Some argue that moral thinking is hopeless, that there is no single source that everyone recognizes as being the correct answer. Nonsense. Even if there is no single divine rule for every issue, nor a utopian moral code hidden in the ether, it matters not. Whether all the religious texts and great philosophers are in contradiction or not, matters not. What matters is that humans make an effort to decide whether something is good or evil. This way of thinking matters, perhaps more than any other. The debate matters, getting it correct matters, and the consequences matter.
If you and I disagree on what is good or evil, then we should have that argument. As long as we are arguing in good faith, without being influenced by money, status, or fantasies, then we are trying to think morally. Moral thinking is persuasive, has its own inexorable logic and its own authority, distinct from popular mob instincts. What is good or evil may be debated, but an answer can be achieved, at least for specific topics in specific instances.
Since we are all on the same side, we share the same fundamental, universal moral imperative: to sustain life. Since life requires diversity, we must choose to coexist and to balance competing objectives. Since each individual life is limited, we must work together to share our knowledge to pursue our joint mission and to improve not only our own lives but each other’s and also future lives.
From that simple moral framework, based on the golden rule, many moral choices become obvious. Just as your life may be important to you, others believe their lives equally important. Selfishness is being unfair to others, instead of treating people with equal respect. Our responsibility to future generations is greater than our responsibility to our own generation. Despite short run pressures, we must act for the long run good.
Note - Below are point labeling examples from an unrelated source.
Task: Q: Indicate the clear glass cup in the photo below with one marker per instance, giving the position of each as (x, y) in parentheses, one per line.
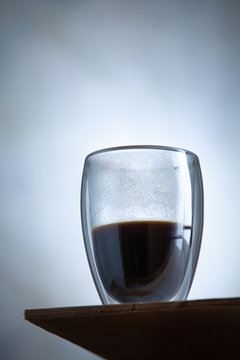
(142, 221)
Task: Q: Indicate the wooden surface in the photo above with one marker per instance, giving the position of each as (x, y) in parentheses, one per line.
(190, 329)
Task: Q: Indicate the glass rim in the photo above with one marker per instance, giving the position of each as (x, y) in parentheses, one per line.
(141, 147)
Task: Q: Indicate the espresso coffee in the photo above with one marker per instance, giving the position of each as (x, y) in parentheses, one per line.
(140, 258)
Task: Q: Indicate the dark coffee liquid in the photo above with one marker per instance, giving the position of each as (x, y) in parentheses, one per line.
(142, 260)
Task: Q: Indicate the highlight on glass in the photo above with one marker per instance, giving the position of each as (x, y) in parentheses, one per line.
(142, 221)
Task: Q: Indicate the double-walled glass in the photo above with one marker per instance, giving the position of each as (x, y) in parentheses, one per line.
(142, 220)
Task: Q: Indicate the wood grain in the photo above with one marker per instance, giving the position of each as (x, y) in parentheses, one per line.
(189, 329)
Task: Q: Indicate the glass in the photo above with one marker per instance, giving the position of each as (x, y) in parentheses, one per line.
(142, 221)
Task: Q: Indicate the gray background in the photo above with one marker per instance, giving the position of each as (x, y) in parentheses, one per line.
(76, 76)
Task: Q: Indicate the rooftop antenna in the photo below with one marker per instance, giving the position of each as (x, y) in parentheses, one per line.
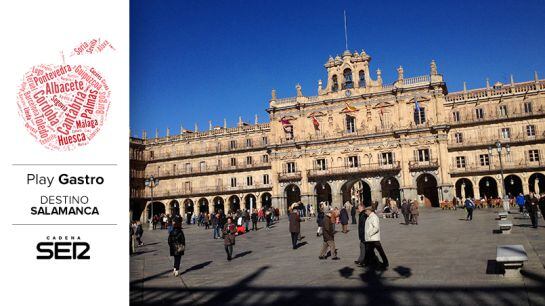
(345, 32)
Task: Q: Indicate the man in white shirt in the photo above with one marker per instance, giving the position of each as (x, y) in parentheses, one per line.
(372, 238)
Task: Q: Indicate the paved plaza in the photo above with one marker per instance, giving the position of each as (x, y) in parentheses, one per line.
(444, 260)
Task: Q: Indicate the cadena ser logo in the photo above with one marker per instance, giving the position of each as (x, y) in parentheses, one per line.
(63, 248)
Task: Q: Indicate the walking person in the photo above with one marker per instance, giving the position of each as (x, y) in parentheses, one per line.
(532, 209)
(176, 243)
(414, 212)
(362, 217)
(405, 210)
(329, 234)
(229, 232)
(320, 219)
(372, 239)
(294, 225)
(470, 206)
(353, 213)
(344, 218)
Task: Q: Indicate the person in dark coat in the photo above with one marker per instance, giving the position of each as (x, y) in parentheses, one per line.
(229, 233)
(329, 234)
(353, 214)
(295, 225)
(344, 219)
(176, 243)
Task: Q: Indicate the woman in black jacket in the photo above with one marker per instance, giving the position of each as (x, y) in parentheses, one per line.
(176, 242)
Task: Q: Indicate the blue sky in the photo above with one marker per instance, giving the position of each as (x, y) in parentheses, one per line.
(194, 61)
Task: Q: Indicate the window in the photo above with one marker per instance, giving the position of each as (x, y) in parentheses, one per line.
(334, 83)
(350, 124)
(458, 137)
(506, 133)
(503, 110)
(348, 82)
(527, 107)
(530, 130)
(419, 115)
(353, 162)
(533, 155)
(362, 78)
(460, 161)
(290, 167)
(423, 155)
(386, 158)
(456, 116)
(479, 113)
(484, 159)
(321, 164)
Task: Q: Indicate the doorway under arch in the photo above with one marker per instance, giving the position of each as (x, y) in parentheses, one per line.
(218, 204)
(488, 187)
(426, 185)
(234, 203)
(323, 192)
(390, 188)
(357, 191)
(464, 188)
(536, 183)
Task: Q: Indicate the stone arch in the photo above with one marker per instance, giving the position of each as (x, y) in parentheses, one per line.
(356, 192)
(464, 188)
(513, 185)
(537, 180)
(426, 186)
(233, 203)
(488, 187)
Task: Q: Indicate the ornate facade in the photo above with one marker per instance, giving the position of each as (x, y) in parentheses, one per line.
(357, 140)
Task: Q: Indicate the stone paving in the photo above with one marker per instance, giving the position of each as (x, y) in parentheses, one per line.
(444, 260)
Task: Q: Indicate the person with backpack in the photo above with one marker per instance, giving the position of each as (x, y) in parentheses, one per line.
(176, 243)
(470, 206)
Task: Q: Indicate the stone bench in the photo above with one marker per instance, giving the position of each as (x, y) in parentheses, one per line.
(505, 226)
(511, 258)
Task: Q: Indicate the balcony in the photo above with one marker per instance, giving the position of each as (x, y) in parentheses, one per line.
(204, 191)
(289, 176)
(165, 174)
(476, 142)
(494, 167)
(418, 165)
(360, 169)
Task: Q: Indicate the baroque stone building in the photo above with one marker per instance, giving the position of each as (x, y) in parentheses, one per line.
(357, 140)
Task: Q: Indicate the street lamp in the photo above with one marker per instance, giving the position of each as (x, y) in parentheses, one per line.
(508, 151)
(151, 182)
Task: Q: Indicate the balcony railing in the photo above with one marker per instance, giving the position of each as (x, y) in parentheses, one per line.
(433, 163)
(494, 167)
(360, 169)
(202, 191)
(485, 142)
(289, 176)
(208, 170)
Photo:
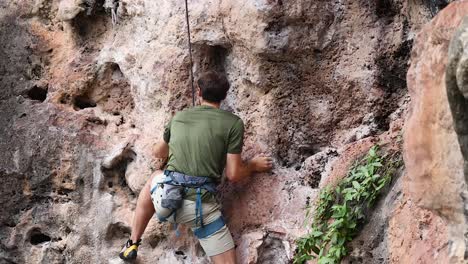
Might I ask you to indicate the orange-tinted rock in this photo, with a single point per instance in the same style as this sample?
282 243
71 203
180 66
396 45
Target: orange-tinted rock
434 182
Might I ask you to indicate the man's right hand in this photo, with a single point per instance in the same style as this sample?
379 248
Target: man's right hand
261 163
237 170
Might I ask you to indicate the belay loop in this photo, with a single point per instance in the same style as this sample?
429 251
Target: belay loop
190 52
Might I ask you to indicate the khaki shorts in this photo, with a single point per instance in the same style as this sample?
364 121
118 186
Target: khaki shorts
217 243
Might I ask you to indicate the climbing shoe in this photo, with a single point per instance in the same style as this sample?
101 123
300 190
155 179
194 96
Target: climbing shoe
129 251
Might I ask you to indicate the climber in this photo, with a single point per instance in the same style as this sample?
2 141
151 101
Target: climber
199 143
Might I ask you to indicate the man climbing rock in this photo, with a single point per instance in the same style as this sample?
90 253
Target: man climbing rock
199 143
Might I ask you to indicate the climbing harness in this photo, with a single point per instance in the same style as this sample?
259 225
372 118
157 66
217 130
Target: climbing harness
190 52
175 185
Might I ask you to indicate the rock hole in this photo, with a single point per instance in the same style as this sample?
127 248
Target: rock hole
180 254
117 230
82 101
92 22
115 167
385 8
37 237
207 57
272 250
37 93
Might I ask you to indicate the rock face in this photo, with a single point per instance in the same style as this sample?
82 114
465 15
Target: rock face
88 86
435 182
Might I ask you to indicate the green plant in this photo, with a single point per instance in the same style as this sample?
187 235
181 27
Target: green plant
341 211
The purpose of moral thinking is to make a good decision or judgement to improve individual lives or society. Whether we are thinking for ourselves or others, or about specific policies or abstract principles, moral thinking is needed to avoid making a bad choice or the wrong recommendation, or to fail to see the consequences or the underlying flaw in an idea. We do not go through the effort of thinking morally in order to stand by and do nothing or to hurt people. That would be immoral. Morality requires a bias towards action, determination and courage.
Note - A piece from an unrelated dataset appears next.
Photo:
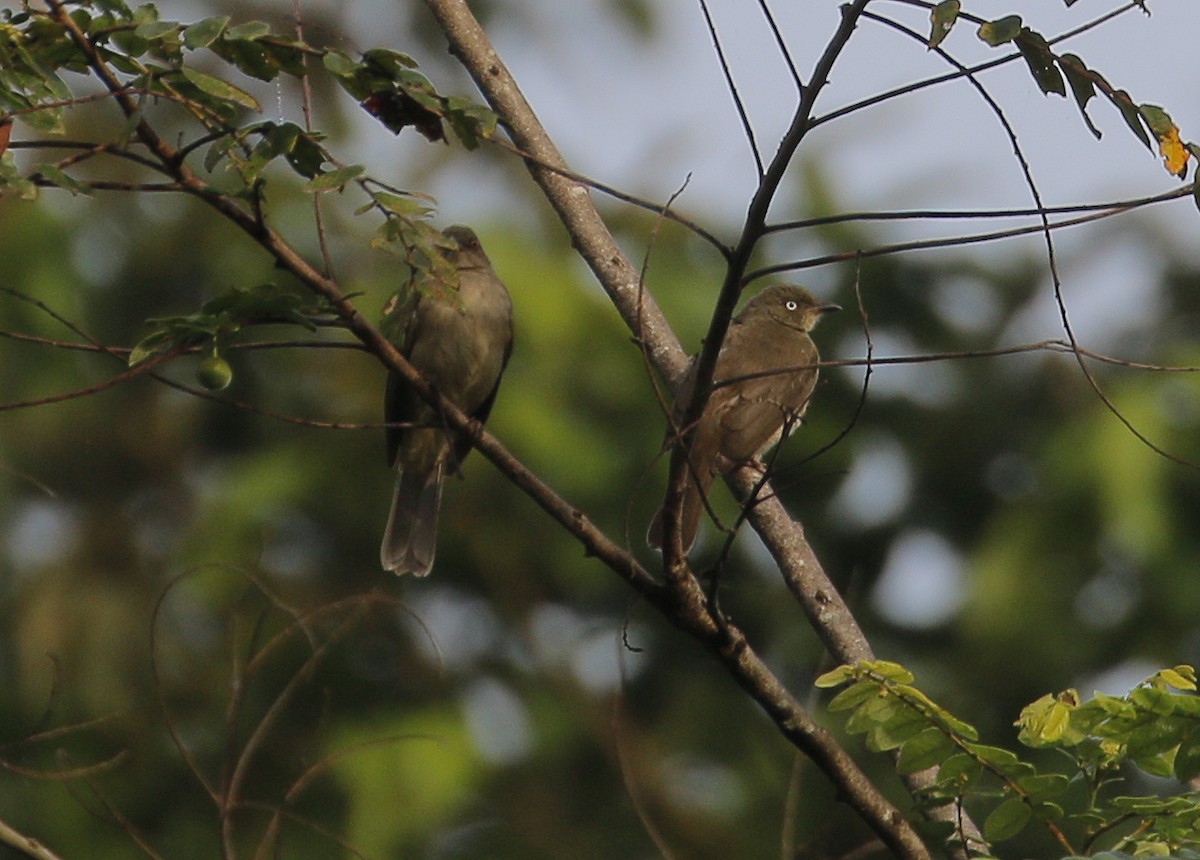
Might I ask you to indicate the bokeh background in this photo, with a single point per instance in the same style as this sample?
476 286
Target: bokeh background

We think morally in order to be good, do good and promote what is good. We also think morally to oppose evil, fight injustice and make our world a better place. After thinking morally, we may speak out more clearly, confidently and persuasively, and our actions may have more positive impact. That is why we study ethics, justice, honesty, altruism and responsibility.
Moral thinking begins with a moral objective to arrive at a moral decision using problem-solving methods designed to achieve moral results. Moral thinking takes a long, broad and deep perspective, weighs consequences fairly, has a bias towards action, is courageous in the face of popular or powerful opposition, is driven by love of life and humanity, abhors needless cruelty and suffering and sets bold, well-justified priorities that convince people to take the correct path forward.
Moral thinkers view their way as correct and believe that the world would be better off if more people thought morally.